Das Regieren wird schwerer. Bisher hieß es ja nur: Wer hat noch nicht, wer will noch mal. Dieses Schlaraffenland ist abgebrannt. Vordergründig noch kein Grund zur Angst: Noch sind die Zeiten fett, noch nie wurden so viele Lohnsteuerkarten gezählt; 45 Millionen Menschen sind beschäftigt derzeit in Deutschland. Noch. Aber erst klappt die Konjunktur ein, später dann der Arbeitsmarkt. Rezepte? Keine. Wir haben ja die GroKo, die nicht regiert, sondern sich nur ständig auf die Schultern klopft, gegenseitig, wenn sie nicht gerade zankt.
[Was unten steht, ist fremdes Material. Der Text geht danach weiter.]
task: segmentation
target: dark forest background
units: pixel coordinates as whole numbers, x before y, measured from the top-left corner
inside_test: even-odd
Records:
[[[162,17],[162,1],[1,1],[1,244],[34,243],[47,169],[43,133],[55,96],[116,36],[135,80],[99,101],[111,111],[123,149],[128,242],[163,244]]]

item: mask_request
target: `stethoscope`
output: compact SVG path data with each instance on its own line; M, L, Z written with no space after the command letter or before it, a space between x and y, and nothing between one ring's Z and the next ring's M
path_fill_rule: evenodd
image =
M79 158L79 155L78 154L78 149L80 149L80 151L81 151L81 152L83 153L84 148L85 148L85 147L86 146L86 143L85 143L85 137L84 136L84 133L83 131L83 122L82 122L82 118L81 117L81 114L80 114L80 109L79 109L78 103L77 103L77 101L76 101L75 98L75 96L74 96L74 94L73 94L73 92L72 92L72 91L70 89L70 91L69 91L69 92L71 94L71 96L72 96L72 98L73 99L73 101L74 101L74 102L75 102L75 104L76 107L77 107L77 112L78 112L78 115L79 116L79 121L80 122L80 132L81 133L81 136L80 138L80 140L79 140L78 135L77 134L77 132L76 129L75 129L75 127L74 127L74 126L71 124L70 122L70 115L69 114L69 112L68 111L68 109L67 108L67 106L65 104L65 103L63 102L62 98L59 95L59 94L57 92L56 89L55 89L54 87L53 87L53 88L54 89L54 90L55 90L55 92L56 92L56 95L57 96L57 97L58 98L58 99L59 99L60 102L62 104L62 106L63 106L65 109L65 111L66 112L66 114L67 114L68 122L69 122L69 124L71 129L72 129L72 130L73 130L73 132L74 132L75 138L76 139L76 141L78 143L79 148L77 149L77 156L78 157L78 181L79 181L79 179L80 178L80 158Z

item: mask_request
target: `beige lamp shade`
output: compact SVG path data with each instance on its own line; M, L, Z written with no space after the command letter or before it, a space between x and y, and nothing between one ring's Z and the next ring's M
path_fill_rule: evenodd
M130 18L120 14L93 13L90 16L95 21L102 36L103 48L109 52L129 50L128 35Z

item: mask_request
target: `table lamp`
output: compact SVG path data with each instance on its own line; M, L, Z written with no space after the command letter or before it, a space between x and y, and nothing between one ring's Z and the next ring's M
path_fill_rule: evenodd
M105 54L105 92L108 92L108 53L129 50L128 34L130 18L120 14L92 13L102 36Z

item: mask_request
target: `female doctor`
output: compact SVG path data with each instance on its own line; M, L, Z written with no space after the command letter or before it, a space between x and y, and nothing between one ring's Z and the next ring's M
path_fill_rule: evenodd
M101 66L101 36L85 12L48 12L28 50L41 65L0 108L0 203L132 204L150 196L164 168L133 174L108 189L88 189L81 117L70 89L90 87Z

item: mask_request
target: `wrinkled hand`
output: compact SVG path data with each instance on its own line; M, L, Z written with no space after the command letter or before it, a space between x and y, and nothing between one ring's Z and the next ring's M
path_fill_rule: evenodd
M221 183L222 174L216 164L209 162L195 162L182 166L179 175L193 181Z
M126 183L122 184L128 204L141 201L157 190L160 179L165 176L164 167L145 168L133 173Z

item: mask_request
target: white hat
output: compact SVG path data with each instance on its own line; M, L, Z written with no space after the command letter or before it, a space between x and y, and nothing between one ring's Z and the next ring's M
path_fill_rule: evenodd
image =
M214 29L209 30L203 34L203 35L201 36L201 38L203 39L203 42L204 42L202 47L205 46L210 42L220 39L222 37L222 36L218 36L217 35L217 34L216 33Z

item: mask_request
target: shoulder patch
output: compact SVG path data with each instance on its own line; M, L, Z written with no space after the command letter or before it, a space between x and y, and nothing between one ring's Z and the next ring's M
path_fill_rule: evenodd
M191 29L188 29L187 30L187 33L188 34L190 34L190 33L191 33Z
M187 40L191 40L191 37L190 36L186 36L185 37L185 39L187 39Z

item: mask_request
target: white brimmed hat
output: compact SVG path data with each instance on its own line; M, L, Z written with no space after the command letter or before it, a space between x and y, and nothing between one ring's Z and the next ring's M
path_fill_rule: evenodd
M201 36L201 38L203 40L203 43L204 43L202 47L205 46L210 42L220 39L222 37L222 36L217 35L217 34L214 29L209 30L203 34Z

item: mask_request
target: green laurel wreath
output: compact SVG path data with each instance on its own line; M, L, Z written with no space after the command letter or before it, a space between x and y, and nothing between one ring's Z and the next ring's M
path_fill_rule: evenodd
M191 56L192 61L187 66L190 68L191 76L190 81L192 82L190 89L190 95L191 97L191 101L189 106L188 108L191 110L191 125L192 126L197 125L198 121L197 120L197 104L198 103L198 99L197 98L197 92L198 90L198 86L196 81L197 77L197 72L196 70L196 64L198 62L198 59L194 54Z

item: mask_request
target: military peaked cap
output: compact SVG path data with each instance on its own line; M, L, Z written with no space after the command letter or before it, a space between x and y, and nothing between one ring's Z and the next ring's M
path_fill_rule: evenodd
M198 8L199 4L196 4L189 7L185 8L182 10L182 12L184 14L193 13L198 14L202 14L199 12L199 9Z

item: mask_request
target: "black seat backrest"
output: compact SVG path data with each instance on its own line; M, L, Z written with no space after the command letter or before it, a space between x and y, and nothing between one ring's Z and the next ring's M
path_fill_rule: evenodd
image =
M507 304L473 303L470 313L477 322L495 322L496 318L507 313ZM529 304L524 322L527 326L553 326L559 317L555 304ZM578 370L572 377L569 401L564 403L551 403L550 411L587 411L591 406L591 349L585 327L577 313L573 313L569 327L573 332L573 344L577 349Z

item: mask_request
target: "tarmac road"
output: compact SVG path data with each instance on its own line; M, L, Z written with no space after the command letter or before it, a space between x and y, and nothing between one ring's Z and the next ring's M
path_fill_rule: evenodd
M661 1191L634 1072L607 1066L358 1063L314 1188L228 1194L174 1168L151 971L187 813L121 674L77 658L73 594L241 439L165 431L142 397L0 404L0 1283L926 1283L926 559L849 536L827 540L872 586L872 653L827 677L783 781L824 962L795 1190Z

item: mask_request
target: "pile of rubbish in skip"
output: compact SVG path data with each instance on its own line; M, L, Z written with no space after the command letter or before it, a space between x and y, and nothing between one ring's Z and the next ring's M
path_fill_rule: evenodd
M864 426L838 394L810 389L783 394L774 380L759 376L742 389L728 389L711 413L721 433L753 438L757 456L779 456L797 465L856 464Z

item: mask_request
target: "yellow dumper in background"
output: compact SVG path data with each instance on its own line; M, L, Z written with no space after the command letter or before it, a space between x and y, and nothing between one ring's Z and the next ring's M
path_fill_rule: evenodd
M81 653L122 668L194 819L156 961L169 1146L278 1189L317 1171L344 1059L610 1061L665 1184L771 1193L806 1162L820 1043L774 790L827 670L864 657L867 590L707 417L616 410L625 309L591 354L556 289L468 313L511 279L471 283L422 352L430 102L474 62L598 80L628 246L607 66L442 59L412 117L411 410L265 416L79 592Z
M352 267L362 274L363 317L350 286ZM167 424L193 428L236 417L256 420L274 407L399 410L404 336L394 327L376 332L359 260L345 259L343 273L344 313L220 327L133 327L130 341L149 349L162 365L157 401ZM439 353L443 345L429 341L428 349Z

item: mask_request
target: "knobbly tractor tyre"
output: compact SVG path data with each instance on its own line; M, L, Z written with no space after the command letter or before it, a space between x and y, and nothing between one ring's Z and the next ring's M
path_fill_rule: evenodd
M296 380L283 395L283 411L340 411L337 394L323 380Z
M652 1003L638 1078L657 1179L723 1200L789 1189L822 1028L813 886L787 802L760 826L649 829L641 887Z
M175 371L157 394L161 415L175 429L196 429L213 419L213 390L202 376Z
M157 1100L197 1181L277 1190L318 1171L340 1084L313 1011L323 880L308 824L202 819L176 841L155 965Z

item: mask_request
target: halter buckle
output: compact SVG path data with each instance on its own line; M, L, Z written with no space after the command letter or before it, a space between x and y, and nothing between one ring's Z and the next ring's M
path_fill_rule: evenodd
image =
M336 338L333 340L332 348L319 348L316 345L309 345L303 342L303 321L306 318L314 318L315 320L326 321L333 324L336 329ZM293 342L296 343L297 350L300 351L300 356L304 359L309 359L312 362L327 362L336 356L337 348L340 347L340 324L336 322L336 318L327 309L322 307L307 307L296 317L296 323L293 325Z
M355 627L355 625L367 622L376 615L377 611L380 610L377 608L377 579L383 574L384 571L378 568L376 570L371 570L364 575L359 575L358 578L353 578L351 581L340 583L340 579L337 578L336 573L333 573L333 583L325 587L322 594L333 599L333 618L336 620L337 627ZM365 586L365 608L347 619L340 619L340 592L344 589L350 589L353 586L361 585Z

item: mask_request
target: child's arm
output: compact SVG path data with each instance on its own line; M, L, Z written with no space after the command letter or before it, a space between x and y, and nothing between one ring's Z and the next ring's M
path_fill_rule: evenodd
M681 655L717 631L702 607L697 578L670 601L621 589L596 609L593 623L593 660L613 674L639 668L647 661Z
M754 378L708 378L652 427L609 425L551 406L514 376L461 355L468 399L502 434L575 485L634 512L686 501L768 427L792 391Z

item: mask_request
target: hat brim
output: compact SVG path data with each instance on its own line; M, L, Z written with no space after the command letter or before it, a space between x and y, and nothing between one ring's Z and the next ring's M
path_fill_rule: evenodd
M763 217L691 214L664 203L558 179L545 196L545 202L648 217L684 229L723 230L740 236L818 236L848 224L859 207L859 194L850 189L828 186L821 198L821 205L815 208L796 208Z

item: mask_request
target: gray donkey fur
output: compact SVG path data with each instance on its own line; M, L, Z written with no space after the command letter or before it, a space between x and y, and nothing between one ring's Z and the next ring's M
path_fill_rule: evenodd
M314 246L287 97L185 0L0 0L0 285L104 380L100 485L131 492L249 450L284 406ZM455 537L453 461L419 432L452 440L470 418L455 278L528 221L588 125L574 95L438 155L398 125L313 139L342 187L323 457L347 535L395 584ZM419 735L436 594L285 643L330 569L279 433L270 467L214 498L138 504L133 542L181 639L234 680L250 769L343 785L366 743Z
Großunternehmen entlassen Spitzenverdiener

Aber spürbar ist auch: die Sorgen nehmen zu, denn viele große Unternehmen entlassen Mitarbeiter und ihnen nach folgen erfahrungsgemäß die Zulieferer. Der Chemieriese Bayer, die Autokonzerne VW, Opel und Ford, ihr Zulieferer Bosch, die Deutsche Bank, die HSH Nordbank – fast alle Branchen sind betroffen. Auch der Mittelständler Vorwerk und viele kleinere, die keine große Meldung wert sind. In keiner der vielen Pressemitteilung fehlt sinngemäß der Passus vom „sozialverträglichen Abbau“.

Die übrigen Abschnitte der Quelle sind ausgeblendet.